The new sanctions are also no more likely to produce policy change than their predecessors. In fact, they may be less likely to do so if only because they have no clear goals. The Obama administration’s Crimea- and Ukraine-related sanctions were at least nominally focused on ending Russian aggression in Ukraine, but the new sanctions are far less specific and more open-ended. Congress seems more focused on punishing Russia for its actions in the 2016 elections, and perhaps in weakening the country over the long-term, than on any concrete policy goals.

As a result, it’s hard to see when and how the United States will end these sanctions, leaving little incentive for the Kremlin to change its behavior. The sanctions may even be beneficial for Russian President Vladimir Putin, allowing him to portray his country’s economic problems as Western-imposed rather than the result of his own poor mismanagement. Putin is facing a presidential election in March, and although no one expects that it will be free or fair, sanctions may boost his popularity and reduce the perception that the election is rigged.

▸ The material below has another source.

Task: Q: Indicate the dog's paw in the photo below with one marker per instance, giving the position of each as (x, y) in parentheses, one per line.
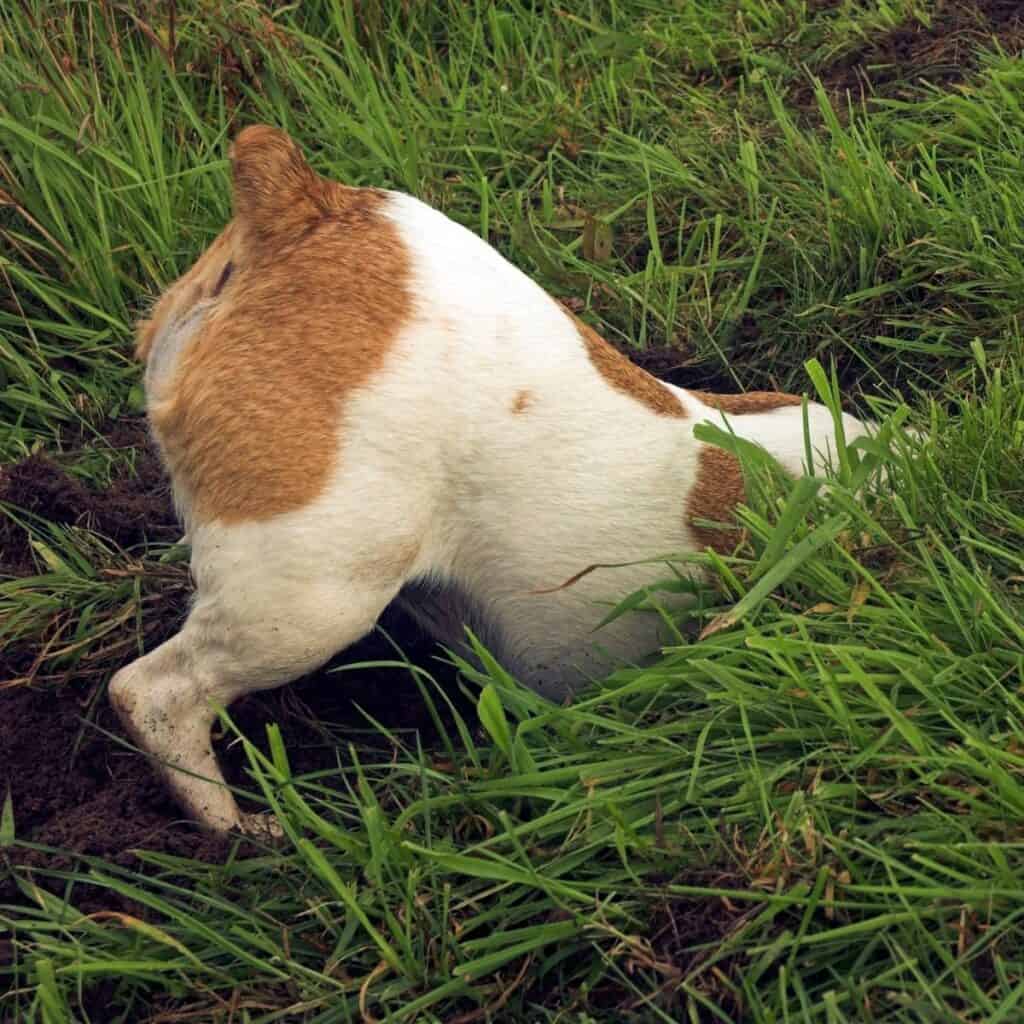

The sanctions are also emblematic of a larger problem in U.S.-Russian relations. Everyone acknowledges that the relationship is at its worst point since the Cold War, but few have any idea of how to improve it. A series of poor decisions over the last 20 years by policymakers on both sides—particularly Russian aggression in its near abroad and growing domestic repression, but also Western expansion of NATO—have undermined the potential for anything like a working partnership. With the world’s largest arsenal of nuclear weapons, Russia remains the only country capable of utterly destroying the United States, but is a vital interlocutor on issues such as nonproliferation and the global arms trade. 

Russian interference in the 2016 election, whatever its true impact, only adds to this policy paralysis. By tying Trump’s hands on sanctions, Congress has made clear that it does not trust this president to manage the United States’ ties with Russia. It will not be possible for the administration to advance a new approach to Russia while hamstrung by allegations of collusion. In this politically charged environment, new sanctions—and confrontation more generally—have become the path of least resistance in the U.S.-Russia relationship.  

Yet in limiting the president’s ability to repeal the sanctions, Congress has also tied the hands of future administrations, and set the United States up for disagreements with its European allies in the long term. Just as the Jackson-Vanik amendment poisoned U.S.-Russian relations long after the Cold War ended, this sanctions bill reduces future flexibility in negotiations with Russia and inhibits the ability to cooperate in key areas, whether on arms control or conflicts in Syria, Ukraine, and elsewhere.

Congress’ decision to punish Russia for its actions—and to constrain Trump’s abilities to reverse that punishment—is understandable, but it locks U.S.-Russian relations into a path of confrontation and offers no off-ramp from rising tensions. As a result, things may get worse before they get better.